A small part of the Moore family, with Stacey and Cary in the centre. Cary is holding Maggie, who they’ve adopted. Their biological daughters, Cassie and and Amara and their adopted son, Billy. (Candace Fast photo)

B.C. couple who has raised 58 children turns to community amid cancer diagnosis

Family who raised, fostered and adopted many kids hoping to gain some precious together time to fight cancer

Stacey and Cary Moore are big on family. Really big.

The Chilliwack couple has raised an impressive 58 children over several decades, between their two biological daughters, Amara and Cassie, foster children, and those they’ve adopted. It’s a jaw-dropping number, and some have been with them longer than others — but they can recall every single one of them.

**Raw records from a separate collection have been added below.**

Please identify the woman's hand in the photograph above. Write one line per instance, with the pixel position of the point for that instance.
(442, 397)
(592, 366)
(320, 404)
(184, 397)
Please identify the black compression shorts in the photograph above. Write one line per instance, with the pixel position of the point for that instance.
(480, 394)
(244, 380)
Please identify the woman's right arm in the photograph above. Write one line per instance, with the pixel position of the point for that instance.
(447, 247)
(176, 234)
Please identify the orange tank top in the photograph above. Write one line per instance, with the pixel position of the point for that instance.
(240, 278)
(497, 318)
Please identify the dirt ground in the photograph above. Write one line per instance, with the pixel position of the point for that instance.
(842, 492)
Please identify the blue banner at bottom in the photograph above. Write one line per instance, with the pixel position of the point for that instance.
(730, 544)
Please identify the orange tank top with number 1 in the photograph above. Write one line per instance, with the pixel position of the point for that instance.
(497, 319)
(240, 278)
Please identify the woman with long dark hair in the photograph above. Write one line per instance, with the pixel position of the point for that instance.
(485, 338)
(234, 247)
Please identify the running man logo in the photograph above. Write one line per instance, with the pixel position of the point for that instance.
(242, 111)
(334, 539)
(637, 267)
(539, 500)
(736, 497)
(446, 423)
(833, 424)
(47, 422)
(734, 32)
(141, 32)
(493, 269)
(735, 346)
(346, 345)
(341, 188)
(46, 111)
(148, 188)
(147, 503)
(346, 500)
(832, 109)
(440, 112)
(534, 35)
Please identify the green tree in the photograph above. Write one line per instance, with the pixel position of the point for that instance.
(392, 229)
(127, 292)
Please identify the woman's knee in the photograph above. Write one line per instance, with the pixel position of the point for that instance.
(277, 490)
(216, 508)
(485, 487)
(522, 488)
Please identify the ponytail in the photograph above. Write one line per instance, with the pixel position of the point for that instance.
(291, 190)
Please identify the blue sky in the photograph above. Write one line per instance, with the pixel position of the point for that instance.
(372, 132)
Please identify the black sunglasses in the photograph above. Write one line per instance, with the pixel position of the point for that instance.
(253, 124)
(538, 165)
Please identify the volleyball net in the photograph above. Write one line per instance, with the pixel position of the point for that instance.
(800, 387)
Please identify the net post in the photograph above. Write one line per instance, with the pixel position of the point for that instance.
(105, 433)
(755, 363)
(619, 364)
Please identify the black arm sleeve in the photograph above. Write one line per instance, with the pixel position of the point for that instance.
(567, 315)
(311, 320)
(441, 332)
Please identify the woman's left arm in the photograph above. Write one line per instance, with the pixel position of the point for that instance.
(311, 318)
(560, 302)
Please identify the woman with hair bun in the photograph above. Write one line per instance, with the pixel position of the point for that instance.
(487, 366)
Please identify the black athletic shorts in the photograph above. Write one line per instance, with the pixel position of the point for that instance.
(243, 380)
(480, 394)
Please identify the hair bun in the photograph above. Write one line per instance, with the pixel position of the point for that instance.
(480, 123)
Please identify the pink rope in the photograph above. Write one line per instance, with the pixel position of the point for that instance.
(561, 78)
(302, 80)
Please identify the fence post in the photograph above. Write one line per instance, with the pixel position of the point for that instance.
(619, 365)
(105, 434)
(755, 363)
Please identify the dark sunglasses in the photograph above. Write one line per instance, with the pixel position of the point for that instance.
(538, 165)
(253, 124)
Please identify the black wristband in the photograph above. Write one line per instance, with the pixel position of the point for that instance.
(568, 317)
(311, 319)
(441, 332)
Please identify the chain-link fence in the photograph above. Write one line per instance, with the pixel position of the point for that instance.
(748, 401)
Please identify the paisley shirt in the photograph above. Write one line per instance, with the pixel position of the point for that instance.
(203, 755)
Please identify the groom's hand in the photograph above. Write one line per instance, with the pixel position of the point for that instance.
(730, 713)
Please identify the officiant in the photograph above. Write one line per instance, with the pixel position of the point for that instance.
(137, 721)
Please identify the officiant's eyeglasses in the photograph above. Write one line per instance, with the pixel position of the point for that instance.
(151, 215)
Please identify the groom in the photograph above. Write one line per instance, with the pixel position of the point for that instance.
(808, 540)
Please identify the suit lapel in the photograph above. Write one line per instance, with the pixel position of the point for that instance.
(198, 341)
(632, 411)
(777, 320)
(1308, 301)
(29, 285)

“We’re a busy household,” Stacey says, as their seven-year-old daughter Maggie zooms around their living room. Maggie is globally delayed and despite her size is developmentally a two-year-old. She was one of their many foster children, and they adopted Maggie soon after she came to them.

But now, that happy, busy lifestyle has been slowed almost to a halt.

Earlier this year, Stacey was diagnosed with multiple myeloma, a form of bone cancer. Cancer cells have been found in high concentration in her bone marrow, and she’s currently undergoing treatment to extend her lifespan.

But it’s not a cure.

“There is no cure,” Cary explains. “But if this is not working, we can try other things.”

She is in chemotherapy treatments these days, and stem cell therapy will happen later this year.

Whatever comes in the next few months, they want to get through it as a family. And that’s going to mean Cary stays off work as a flight attendant. It’s a change that’s going to cut deep into their finances for that loss of income and benefit coverage.

And while initially he didn’t want to ask the community for donations, the reality of the level of care needed in their home began to sink in. They are a Level 2 foster care home through the Ministry of Families and Children, with training requirements for themselves and any caregivers they bring in.

“In order for us to have any reprieve, it’s a challenge,” Cary says. “We can’t just have anyone in here.”

They are also a “Safe Baby” home through the ministry, and have had many babies, and children with special needs, come to stay with them. On average, a child stays about two years. They also spend a lot of time with the families of the children they care for, getting to know and helping with eventual replacing them into their family’s home.

“Some of them we see still, and some we don’t,” he adds. One of their sons, Andrew, died tragically two years ago at age 26.

They have done so much for Chilliwack’s children, that their church and family and friends urged them to go along with a GoFundMe fundraiser. Cary has already been off work a lot through their cancer journey.

Stacey’s illness started to manifest itself with an intense earache that wouldn’t go away — even with antibiotics. She says she had been getting giant cold sores, and was feeling more and more ill. Her eardrum finally burst, and she was in excruciating pain. Bedridden with vertigo, the once vibrant mom who could handle anything had to lean against Cary’s back to be piggybacked to the bathroom.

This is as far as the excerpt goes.